Hospitals, project CSuite officials, will be forced to make the value-over-volume switch eventually. “The industry is facing declining margins and consolidation due to lower reimbursement rates along with growing revenue cycle challenges,” states a March 10 company report.

The opportunity for CSuite to capitalize on the changes is big. For one, the health care strategic services market is estimated to surpass $6 billion soon, according to research firm IBISWorld. The industry is also expected to grow at least 12% annually during the next five years. Major players in the market include top firms such as Accenture, Bain and McKinsey.

'Visionary guy'

The knowhow CSuite can bring to clients, says Schaffer, will be a key differentiator to win business.

Mason, for example, has four decades in health care and is well-known in the industry nationwide. “He's a visionary guy with lots of charisma,” says Schaeffer, who reported directly to Mason at BayCare. “Leaders of organizations tend to listen to him.”

Schaffer also brings a unique skill set to CSuite. At BayCare, after his focus on top-line revenue speech, Schaffer spent a considerable amount of time breaking down silos. He created analytics and research departments that worked in unison with one overarching goal: find and understand data, then use it to drive revenue growth.

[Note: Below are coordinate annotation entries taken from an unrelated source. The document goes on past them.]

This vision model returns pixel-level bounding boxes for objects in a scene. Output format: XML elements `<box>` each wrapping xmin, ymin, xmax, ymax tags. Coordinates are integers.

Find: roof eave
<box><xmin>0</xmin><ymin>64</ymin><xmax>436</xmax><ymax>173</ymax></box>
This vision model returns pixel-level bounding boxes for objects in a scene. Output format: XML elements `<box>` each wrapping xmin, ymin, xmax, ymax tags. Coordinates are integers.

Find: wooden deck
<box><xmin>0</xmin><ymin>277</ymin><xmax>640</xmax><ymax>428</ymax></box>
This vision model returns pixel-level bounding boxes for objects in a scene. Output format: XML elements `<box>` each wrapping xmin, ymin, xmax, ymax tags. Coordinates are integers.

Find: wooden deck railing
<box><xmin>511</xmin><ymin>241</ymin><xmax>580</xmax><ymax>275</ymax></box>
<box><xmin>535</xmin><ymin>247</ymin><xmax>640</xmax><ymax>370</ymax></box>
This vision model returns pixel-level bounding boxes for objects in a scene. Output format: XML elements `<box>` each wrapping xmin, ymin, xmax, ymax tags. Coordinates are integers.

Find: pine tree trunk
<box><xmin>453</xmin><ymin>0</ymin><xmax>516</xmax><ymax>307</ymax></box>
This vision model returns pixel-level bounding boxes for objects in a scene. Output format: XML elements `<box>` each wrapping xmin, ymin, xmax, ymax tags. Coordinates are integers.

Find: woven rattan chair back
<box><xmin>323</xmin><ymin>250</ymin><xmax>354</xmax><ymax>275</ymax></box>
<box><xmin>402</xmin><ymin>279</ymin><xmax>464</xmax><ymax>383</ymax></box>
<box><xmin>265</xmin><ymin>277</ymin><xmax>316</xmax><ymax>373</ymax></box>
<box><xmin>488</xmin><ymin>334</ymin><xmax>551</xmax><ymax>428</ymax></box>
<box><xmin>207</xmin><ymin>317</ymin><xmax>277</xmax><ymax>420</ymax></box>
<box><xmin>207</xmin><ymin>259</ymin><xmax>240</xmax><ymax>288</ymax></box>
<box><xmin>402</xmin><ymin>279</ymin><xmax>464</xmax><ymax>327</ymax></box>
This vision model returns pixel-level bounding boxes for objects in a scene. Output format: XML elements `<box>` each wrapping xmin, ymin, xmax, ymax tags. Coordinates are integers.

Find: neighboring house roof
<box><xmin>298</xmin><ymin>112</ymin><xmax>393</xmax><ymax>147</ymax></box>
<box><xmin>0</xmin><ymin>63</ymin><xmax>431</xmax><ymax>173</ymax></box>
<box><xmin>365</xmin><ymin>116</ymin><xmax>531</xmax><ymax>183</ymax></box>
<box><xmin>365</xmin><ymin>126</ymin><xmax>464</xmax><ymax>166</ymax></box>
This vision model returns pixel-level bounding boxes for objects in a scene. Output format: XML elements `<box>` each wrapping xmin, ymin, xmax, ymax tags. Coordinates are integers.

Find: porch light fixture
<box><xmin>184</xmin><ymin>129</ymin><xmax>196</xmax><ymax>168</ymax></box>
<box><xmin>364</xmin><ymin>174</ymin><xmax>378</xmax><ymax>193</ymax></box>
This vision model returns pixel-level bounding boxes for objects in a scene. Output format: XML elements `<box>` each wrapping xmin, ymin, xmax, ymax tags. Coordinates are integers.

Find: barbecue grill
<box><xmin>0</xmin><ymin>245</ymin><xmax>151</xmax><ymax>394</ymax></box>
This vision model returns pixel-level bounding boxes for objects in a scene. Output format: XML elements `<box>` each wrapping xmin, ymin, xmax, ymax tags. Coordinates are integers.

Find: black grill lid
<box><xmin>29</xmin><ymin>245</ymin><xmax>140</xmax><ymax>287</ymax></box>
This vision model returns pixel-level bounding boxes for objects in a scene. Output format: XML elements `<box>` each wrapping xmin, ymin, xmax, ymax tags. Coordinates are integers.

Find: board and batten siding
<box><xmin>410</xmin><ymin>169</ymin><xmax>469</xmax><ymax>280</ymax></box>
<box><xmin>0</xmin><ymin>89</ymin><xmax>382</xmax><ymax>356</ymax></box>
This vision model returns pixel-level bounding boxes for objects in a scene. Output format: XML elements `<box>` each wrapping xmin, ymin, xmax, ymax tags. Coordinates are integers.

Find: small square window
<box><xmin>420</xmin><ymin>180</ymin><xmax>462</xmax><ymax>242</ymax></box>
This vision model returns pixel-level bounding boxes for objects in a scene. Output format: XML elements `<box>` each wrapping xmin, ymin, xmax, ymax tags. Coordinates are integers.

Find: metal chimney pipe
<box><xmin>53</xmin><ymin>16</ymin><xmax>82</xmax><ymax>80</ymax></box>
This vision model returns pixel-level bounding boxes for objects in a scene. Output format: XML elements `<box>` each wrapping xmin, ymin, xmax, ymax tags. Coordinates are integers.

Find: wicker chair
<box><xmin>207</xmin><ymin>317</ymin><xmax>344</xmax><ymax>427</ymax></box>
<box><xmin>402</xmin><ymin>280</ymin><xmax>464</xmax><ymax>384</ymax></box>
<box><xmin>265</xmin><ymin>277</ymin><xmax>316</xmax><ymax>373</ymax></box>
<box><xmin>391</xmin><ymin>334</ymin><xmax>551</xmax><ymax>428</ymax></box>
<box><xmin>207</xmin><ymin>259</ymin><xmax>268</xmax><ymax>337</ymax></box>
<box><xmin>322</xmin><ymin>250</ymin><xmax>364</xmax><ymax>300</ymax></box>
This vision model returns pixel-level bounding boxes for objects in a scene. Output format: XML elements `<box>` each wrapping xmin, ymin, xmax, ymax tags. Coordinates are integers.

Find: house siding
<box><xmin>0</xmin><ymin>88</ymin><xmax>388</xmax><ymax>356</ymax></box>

“I'm not your typical health care marketing executive,” Schaffer says. “I've been a data-driven executive my entire career. I use data for marketing and branding and to make decisions.”

Schaffer says while seven partners is a good place to start, CSuite might add five or six more executives with similar experiences, depending on the need. Mason says the CSuite mission is a nice career capstone for many of the partners.

“We are at a place where we don't need the work,” says Mason. “But we feel like we have a lot of knowledge and we don't want our brains to rot.”

The roster

In addition to Stewart Schaffer and Steve Mason, the following are also part CSuite partners:

• Josh Adler, former president of Archimedes Clinical Analytics, formerly a subsidiary of Kaiser Permanente. From 2004 to 2007, Adler was CEO of St. Petersburg-based SunCoast Medical Clinic, one of the largest multi-specialty group practices in Pinellas County, with 55 physicians;

• Jim Burkhart, former CEO of Tampa General Hospital. From 2003 to 2013 he was president and CEO of UF Shands Jacksonville Medical Center. In 2013 he was named CEO of Tampa General, one of the largest medical systems in the state, with an annual operating budget of more than $1 billion and 6,785 full-time employees. Burkhart is also chairman of the Florida Hospital Association board;

• Dr. Stephen Jacobs, a board-certified internal medicine specialist and former president of Morton Plant Mease Primary Care;

• Brian Paradis, former president and COO of Florida Hospital's Central Region, a $4 billion enterprise with more than 25,000 employees and 2,000 physicians. Paradis was also CFO of the Florida Division of Adventist Health Systems, where he helped launch Celebration Health, a state-of-the-future health care facility in Walt Disney's Celebration community; and

• Jeffrey Rivest, former president and CEO of the University of Maryland Medical Center. Rivest retired from his University of Maryland post in 2015, after 11 years. He's helped run academic medical centers in the Mid-Atlantic and Northeast for 30 years.